Last week, James O’Keefe’s Project Veritas released video showing Battleground Texas operative Jennifer Langoria admitting that the group uses its voter registration activities to conduct data-mining operations. It collects people’s personal information off of the voter registration forms it gets them to fill out, which is against state law governing the behavior of voter registrars in the state.
For a week, Democrat Wendy Davis has remained silent on the matter. The media in Texas have either clouded the issue or not asked her about it. Battleground Texas has defended the practice as legal.

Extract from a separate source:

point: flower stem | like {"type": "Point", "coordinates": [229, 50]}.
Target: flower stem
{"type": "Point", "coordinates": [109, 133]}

But today, at the tail end of a Reuters infomercial on BGTX, the group admits that it has quietly scuttled the tactic. Reuters didn’t just bury the lead, it sunk it at the bottom of a trench.
O’Keefe released a video last week showing Battleground volunteers copying phone numbers from voter-registration forms they had collected from residents, which Republicans say violated state law.
Brown said it was legal, but added that Battleground had discontinued the practice before the video came out.
“We decided to change it because the law was unclear and we knew attacks would be coming at some point,” she said.
Unclear? Not really. Texas Lt. Gov. David Dewhurst has called for the group to be investigated, but complicating that, the state attorney general’s office would be in charge of such an investigation. Texas’ attorney general is Greg Abbott, the Republican front-runner for governor. His opponent, Wendy Davis, is allied to Battleground Texas. Any state investigation would very likely have Democrats all over the country mischaracterizing it as a witch hunt and casting Davis and BGTX as the victims — not the perpetrators.